The torque ${\mathrm{\tau }}_i\in \mathfrak{R}$ applied to the ith joint can then be written as

${\mathrm{\tau }}_i=-k{n}_i\left(p+n_1{q}_1+n_2{q}_2+\cdots +n_N{q}_N\right),i=1\dots N,$ (7)

where k denotes the stiffness of the branch. Contracting the transmission ratios into vector form, we can write the torque $\mathit{\tau }\in {\mathfrak{R}}^N$ applied to all N joints as

$\mathit{\tau }=-{\mathbf{\text{t}}}^{T}k\left(p+\mathbf{\text{t q}}\right)\in {\mathfrak{R}}^N,$ (8)

where the row vector $\mathbf{\text{t}}=\left[n_1,n_2,\dots ,n_N\right]\in {\mathfrak{R}}^N$ both maps the joint configurations to elastic element elongation, and maps the produced linear tendon force back to joint torques. The deflection is written using t as Δ = p + t q, and the linear tendon force $f\in \mathfrak{R}$ is equal to f = k (p + t q).

In terms of adjustability of multiarticulated configurations, adjusting p affects the torque on all joints linearly:

${\nabla }_p\mathit{\tau }=-{\mathbf{\text{t}}}^{T}k\in {\mathfrak{R}}^N,$ (9)

whereas adjusting the transmission ratios t affects joints nonlinearly and is also dependent on q:

${\nabla }_{\mathbf{\text{t}}}\mathit{\tau }=-k{\left(\mathbf{\text{q t}}\right)}^T-kI\left(p+\mathbf{\text{t q}}\right)\in {\mathfrak{R}}^{N\times N},$ (10)

where I denotes the N × N identity matrix. It can be observed the first term arises from the change in elongation of the element due to the changed transmission ratio, and the second diagonal term arises from the change in conversion ratio from linear tendon force to torque on the joints.

2.3. Multiple Branches

In this section, we expand the previous section to a unified formulation for multiple, possibly multiarticulated branches. Supposing we have M parallel elastic branches, we gather all their respective t vectors in an actuation topology matrix $T\in {\mathfrak{R}}^{M\times N}$, that fully describes the actuation topology:

$T=\left[\begin{array}{c}\hfill {\mathbf{\text{t}}}_1\hfill \\ \hfill \dots \hfill \\ \hfill {\mathbf{\text{t}}}_M\hfill \end{array}\right],$ (11)

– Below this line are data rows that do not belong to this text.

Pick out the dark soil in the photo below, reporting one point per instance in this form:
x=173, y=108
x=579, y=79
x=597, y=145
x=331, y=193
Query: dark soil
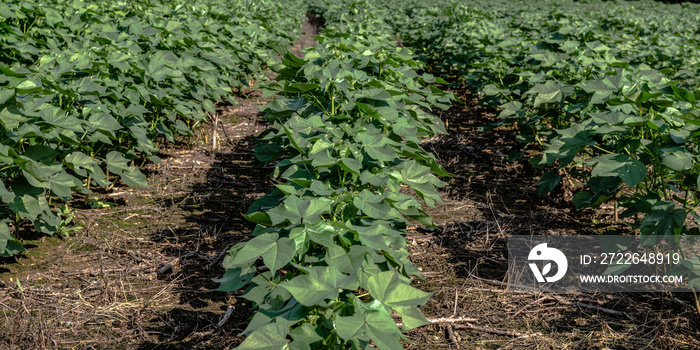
x=139, y=274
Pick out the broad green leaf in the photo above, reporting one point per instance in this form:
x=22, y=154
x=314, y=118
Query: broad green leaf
x=629, y=170
x=270, y=337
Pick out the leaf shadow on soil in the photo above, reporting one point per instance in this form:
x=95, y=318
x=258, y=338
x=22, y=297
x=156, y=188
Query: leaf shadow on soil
x=464, y=260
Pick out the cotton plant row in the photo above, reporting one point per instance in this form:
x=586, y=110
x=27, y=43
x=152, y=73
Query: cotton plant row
x=328, y=266
x=607, y=92
x=87, y=88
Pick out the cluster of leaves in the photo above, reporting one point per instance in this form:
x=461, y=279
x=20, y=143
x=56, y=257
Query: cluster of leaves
x=607, y=91
x=89, y=86
x=345, y=137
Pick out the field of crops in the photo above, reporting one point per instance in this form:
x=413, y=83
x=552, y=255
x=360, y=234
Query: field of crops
x=349, y=191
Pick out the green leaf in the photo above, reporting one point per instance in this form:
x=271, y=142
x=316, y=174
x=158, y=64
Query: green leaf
x=319, y=285
x=269, y=337
x=371, y=321
x=629, y=170
x=678, y=161
x=9, y=246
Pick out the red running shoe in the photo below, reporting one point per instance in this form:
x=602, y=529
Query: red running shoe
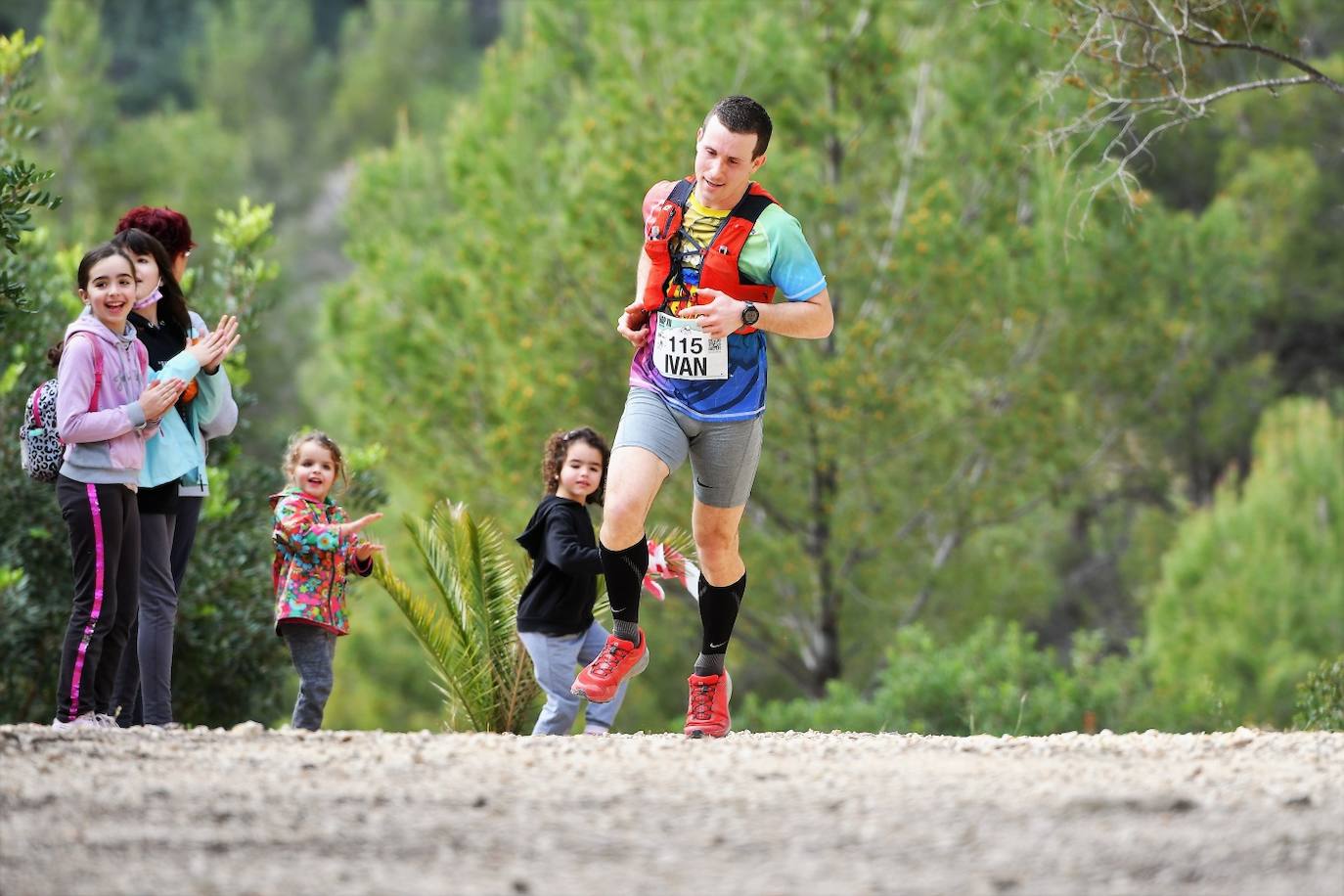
x=707, y=711
x=618, y=661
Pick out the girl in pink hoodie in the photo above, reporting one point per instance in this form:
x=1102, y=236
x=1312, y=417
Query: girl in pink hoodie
x=105, y=411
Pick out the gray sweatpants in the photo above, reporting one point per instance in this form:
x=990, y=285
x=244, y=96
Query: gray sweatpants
x=313, y=650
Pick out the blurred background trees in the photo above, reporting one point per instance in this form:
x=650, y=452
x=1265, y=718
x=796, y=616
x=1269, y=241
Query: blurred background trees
x=1023, y=448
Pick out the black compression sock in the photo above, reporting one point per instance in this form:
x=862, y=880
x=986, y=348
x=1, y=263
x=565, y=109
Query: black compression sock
x=719, y=612
x=624, y=572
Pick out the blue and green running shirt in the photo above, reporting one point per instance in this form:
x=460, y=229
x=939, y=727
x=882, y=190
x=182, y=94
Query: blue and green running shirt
x=776, y=254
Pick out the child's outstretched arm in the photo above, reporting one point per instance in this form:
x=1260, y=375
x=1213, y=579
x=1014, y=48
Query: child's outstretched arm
x=564, y=551
x=300, y=528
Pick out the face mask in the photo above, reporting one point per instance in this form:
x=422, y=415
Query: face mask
x=148, y=299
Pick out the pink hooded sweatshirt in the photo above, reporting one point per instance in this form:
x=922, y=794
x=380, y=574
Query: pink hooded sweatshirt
x=107, y=445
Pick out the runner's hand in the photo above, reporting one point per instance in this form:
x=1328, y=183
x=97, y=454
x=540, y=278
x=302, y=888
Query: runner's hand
x=635, y=335
x=719, y=317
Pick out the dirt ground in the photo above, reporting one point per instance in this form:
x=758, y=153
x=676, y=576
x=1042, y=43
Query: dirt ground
x=263, y=812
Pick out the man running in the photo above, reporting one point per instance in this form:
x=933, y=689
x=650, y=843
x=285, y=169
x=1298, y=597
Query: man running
x=717, y=248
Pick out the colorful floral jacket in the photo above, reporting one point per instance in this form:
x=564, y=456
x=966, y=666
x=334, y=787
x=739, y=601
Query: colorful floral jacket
x=312, y=560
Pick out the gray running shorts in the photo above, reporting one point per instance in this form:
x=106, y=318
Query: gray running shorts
x=723, y=456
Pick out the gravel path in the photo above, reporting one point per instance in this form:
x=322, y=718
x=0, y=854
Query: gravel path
x=262, y=812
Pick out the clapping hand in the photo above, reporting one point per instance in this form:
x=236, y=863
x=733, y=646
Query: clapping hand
x=158, y=396
x=216, y=345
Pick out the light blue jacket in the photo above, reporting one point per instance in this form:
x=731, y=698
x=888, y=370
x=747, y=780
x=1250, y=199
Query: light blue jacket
x=178, y=452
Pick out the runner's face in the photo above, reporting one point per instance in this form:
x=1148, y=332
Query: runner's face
x=581, y=473
x=147, y=274
x=112, y=289
x=723, y=164
x=315, y=470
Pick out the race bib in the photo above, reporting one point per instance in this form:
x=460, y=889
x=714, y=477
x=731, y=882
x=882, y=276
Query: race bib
x=685, y=352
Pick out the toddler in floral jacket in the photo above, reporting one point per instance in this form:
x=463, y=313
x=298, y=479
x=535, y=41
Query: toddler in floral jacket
x=316, y=546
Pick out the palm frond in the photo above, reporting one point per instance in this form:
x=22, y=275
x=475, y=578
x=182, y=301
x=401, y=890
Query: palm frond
x=467, y=625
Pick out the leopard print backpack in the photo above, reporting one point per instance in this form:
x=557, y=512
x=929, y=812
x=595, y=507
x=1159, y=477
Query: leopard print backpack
x=39, y=442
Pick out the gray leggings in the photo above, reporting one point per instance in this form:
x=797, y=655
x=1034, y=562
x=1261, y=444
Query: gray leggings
x=157, y=615
x=312, y=649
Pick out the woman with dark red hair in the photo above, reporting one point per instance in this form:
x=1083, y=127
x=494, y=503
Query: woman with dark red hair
x=146, y=670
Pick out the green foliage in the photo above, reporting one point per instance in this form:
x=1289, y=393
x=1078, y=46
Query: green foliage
x=1251, y=594
x=1320, y=697
x=19, y=179
x=983, y=370
x=995, y=681
x=467, y=625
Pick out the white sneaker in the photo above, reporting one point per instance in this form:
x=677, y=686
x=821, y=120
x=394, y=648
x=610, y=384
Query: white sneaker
x=86, y=720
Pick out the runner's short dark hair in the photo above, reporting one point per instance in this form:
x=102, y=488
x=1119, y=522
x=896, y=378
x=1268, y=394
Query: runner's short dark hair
x=743, y=115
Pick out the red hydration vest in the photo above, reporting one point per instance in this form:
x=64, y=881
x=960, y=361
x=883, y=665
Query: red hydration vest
x=719, y=261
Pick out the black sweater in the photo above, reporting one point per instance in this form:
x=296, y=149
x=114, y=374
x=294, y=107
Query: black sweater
x=560, y=597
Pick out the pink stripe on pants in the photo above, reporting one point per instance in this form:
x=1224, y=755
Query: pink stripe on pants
x=100, y=564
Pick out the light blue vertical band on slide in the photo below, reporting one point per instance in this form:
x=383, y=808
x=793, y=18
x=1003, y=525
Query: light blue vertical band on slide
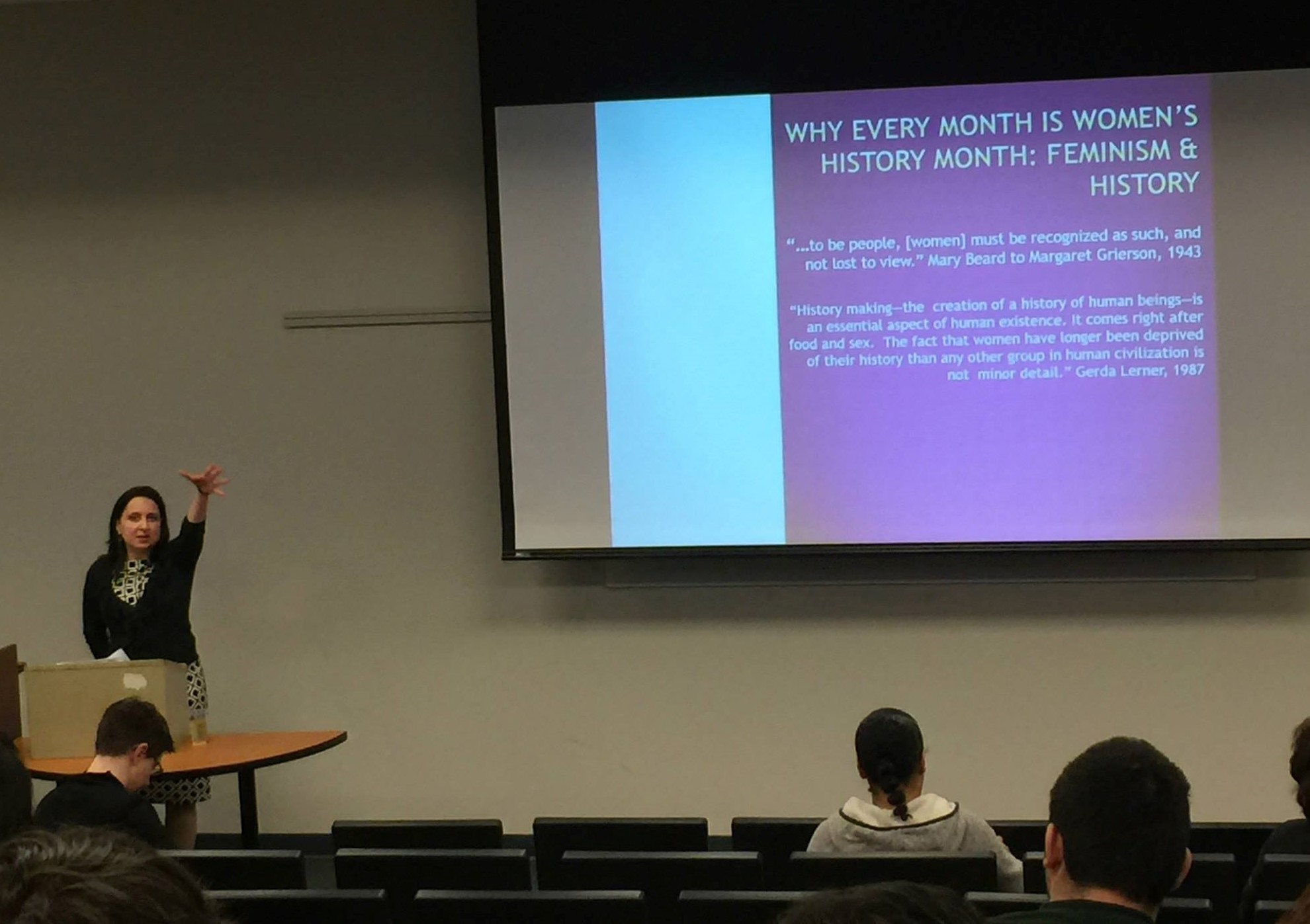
x=689, y=287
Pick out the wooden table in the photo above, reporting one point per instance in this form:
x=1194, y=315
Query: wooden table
x=239, y=753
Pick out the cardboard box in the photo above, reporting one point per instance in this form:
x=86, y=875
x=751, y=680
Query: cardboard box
x=66, y=702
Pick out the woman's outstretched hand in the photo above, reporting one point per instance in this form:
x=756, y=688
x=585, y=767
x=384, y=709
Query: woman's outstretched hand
x=208, y=482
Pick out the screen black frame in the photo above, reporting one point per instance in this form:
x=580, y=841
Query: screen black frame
x=535, y=53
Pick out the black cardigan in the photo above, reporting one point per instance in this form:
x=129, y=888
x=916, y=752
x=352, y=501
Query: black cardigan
x=160, y=623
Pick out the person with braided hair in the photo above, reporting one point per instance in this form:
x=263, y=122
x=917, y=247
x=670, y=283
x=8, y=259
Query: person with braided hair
x=900, y=816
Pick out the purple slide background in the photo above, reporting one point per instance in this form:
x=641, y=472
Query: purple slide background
x=886, y=456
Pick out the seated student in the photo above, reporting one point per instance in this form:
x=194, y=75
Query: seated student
x=15, y=791
x=130, y=739
x=902, y=817
x=96, y=876
x=883, y=903
x=1116, y=843
x=1291, y=837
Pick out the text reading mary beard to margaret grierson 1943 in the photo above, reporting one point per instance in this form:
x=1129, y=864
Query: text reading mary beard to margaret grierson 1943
x=1022, y=337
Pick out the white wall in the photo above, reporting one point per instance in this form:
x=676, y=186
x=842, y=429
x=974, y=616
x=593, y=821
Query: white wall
x=176, y=177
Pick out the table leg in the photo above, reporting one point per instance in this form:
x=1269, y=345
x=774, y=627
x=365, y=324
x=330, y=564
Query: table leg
x=249, y=810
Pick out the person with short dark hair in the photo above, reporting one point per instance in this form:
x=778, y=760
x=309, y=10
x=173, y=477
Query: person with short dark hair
x=1291, y=837
x=93, y=876
x=15, y=791
x=900, y=816
x=1116, y=839
x=130, y=739
x=883, y=903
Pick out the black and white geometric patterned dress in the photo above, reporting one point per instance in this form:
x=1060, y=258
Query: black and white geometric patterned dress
x=129, y=588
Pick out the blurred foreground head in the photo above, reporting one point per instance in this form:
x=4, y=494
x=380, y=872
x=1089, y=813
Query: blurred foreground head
x=883, y=903
x=96, y=876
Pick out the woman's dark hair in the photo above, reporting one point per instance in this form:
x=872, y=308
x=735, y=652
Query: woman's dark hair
x=15, y=791
x=117, y=548
x=883, y=903
x=1300, y=765
x=890, y=749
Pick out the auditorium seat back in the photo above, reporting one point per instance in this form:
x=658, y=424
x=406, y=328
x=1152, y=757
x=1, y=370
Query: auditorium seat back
x=662, y=874
x=418, y=835
x=244, y=869
x=1280, y=877
x=402, y=873
x=303, y=906
x=775, y=839
x=1173, y=911
x=962, y=872
x=1022, y=837
x=552, y=837
x=734, y=907
x=528, y=907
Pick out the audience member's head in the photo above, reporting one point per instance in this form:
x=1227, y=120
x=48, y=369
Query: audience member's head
x=1119, y=826
x=1300, y=765
x=96, y=876
x=130, y=739
x=890, y=750
x=883, y=903
x=15, y=791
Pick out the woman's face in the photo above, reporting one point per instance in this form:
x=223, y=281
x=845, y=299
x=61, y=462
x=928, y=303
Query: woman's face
x=139, y=526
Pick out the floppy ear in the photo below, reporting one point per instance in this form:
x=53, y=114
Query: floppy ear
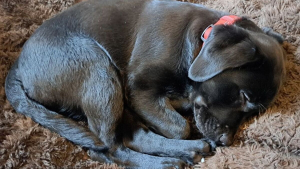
x=270, y=32
x=227, y=47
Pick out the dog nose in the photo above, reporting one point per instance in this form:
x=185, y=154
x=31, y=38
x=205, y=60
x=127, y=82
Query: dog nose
x=226, y=139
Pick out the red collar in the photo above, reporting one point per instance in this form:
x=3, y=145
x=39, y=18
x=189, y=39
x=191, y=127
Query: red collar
x=225, y=20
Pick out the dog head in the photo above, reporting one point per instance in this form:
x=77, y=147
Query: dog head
x=238, y=72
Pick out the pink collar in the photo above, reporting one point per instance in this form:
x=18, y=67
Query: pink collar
x=225, y=20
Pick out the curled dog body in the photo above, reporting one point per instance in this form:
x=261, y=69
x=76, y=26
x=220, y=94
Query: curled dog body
x=125, y=67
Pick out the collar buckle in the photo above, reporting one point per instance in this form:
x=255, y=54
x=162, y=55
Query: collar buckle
x=202, y=35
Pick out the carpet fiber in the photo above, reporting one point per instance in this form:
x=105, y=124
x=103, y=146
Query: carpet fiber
x=271, y=140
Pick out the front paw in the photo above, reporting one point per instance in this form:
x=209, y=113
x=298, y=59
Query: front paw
x=198, y=149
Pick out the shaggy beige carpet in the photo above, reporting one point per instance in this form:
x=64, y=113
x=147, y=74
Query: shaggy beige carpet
x=271, y=140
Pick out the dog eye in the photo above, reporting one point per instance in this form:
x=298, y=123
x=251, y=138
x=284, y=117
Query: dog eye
x=245, y=97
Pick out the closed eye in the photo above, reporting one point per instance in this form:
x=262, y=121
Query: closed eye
x=245, y=97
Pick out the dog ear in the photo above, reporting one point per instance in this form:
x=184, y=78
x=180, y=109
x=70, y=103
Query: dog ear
x=272, y=33
x=227, y=47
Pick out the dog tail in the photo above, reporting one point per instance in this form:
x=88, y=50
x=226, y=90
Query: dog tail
x=65, y=127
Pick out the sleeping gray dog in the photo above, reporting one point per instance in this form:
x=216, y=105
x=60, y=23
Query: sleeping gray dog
x=132, y=69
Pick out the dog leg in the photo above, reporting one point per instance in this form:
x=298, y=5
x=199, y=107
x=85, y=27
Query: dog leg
x=55, y=122
x=191, y=151
x=102, y=103
x=161, y=116
x=135, y=160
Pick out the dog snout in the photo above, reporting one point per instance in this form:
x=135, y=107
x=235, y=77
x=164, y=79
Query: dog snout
x=225, y=139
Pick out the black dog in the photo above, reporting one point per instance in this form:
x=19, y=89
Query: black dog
x=129, y=67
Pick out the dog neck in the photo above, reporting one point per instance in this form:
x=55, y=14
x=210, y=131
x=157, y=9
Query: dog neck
x=225, y=20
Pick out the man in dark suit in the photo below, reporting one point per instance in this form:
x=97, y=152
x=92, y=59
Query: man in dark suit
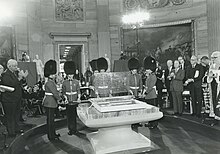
x=71, y=89
x=51, y=98
x=194, y=81
x=11, y=100
x=176, y=87
x=159, y=84
x=184, y=65
x=168, y=70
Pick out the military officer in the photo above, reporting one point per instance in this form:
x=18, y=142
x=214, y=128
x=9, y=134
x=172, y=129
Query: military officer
x=71, y=89
x=149, y=91
x=134, y=83
x=101, y=80
x=51, y=98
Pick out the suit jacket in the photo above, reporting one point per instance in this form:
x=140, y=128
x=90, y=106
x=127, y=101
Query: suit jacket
x=176, y=83
x=68, y=87
x=11, y=80
x=196, y=74
x=134, y=83
x=186, y=67
x=167, y=81
x=150, y=86
x=159, y=83
x=51, y=100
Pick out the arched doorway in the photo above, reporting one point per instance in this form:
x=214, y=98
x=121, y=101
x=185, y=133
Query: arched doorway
x=70, y=52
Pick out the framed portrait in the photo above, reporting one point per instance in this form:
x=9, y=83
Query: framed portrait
x=163, y=42
x=69, y=10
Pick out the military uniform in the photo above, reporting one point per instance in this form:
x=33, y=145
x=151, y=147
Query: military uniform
x=134, y=83
x=150, y=86
x=71, y=89
x=101, y=81
x=51, y=98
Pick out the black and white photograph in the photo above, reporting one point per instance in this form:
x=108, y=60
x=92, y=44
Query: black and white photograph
x=109, y=77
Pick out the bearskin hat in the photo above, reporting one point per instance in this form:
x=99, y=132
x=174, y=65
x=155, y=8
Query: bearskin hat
x=102, y=64
x=93, y=65
x=150, y=63
x=69, y=67
x=133, y=63
x=50, y=68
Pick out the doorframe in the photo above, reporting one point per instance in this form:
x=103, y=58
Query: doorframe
x=83, y=57
x=75, y=39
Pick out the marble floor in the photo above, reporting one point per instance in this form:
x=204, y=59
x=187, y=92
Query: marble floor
x=173, y=136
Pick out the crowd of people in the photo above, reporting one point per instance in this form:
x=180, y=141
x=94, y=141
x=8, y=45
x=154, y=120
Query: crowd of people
x=146, y=85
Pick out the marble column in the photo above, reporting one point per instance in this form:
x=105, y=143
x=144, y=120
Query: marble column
x=103, y=28
x=213, y=16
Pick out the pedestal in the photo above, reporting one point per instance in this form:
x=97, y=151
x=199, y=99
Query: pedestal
x=118, y=139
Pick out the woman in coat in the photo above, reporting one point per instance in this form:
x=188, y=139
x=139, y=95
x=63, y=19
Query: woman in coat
x=176, y=87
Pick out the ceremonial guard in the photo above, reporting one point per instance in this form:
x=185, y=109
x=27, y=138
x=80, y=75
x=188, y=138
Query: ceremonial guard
x=101, y=80
x=51, y=98
x=71, y=89
x=149, y=92
x=134, y=83
x=213, y=80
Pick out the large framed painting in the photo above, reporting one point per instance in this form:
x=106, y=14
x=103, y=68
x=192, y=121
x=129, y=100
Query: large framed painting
x=69, y=10
x=162, y=42
x=7, y=44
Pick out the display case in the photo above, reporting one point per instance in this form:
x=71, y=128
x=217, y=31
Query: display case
x=113, y=116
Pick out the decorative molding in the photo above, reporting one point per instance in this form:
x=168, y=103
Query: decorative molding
x=162, y=24
x=69, y=10
x=56, y=34
x=129, y=5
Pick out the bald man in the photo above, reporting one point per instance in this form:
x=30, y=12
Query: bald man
x=194, y=81
x=11, y=100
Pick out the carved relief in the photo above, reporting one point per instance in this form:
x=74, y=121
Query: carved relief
x=69, y=10
x=150, y=4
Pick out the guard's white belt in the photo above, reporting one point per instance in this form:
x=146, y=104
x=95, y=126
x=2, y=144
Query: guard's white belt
x=103, y=87
x=71, y=93
x=49, y=94
x=134, y=87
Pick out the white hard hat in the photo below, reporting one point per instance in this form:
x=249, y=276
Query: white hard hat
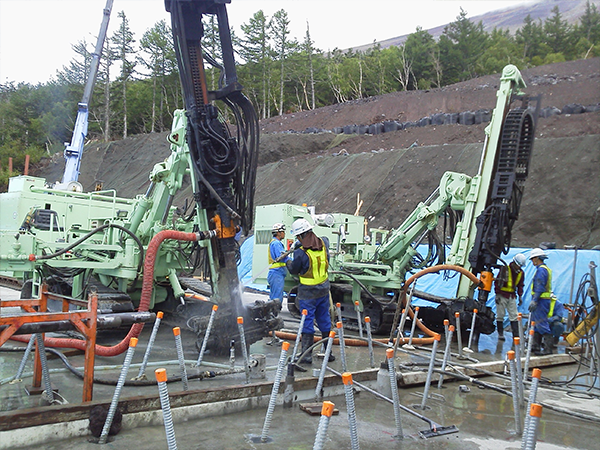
x=538, y=253
x=519, y=259
x=300, y=226
x=277, y=227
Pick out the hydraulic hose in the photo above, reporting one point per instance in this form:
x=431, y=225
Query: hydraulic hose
x=351, y=341
x=147, y=286
x=412, y=279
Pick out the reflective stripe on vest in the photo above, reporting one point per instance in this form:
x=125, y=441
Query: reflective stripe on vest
x=509, y=287
x=317, y=267
x=552, y=303
x=273, y=264
x=548, y=289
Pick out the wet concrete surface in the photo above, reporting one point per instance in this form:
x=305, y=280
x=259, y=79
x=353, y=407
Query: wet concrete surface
x=484, y=417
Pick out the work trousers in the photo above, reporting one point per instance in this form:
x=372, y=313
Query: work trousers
x=276, y=278
x=504, y=304
x=317, y=309
x=540, y=316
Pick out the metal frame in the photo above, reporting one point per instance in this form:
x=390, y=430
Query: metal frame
x=36, y=312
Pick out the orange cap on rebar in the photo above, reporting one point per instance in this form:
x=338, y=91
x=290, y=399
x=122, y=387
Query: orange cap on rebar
x=536, y=410
x=347, y=378
x=161, y=375
x=327, y=408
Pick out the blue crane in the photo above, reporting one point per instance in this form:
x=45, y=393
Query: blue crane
x=74, y=150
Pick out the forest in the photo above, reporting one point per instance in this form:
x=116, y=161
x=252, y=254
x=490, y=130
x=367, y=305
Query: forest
x=137, y=88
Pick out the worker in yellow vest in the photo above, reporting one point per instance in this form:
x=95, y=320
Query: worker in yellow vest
x=541, y=293
x=311, y=262
x=508, y=285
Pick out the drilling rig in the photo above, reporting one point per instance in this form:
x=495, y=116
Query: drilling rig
x=371, y=266
x=141, y=253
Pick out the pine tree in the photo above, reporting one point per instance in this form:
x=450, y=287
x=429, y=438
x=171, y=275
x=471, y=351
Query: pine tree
x=123, y=41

which gives rise to the vector of deflections: $\mathbf{\Delta }=\mathbf{\text{p}}+T\mathbf{\text{\hspace{0.17em}q}}\in {\mathfrak{R}}^M$, and correspondingly the total torque $\mathit{\tau }\in {\mathfrak{R}}^N$ on the robot exerted by the branches:

$\mathit{\tau }=-T^{T}K\left(\mathbf{\text{p}}+T\mathbf{\text{\hspace{0.17em}q}}\right),$ (12)

where $K\in {\mathfrak{R}}^{M\times M}$ is the diagonal matrix of stiffness values. Note that throughout this article superscript [⋅]^T denotes transpose, whereas T denotes the matrix. The vector of linear tendon forces $\mathbf{\text{f}}\in {\mathfrak{R}}^M$ follows as f = K (p + T q). Similar to the single branch case, adjusting the pretensions p for M actuators yields:

${\nabla }_{\mathbf{\text{p}}}\mathit{\tau }=-T^T\mathrm{\hspace{0.17em}K}\in {\mathfrak{R}}^{N\times M}.$ (13)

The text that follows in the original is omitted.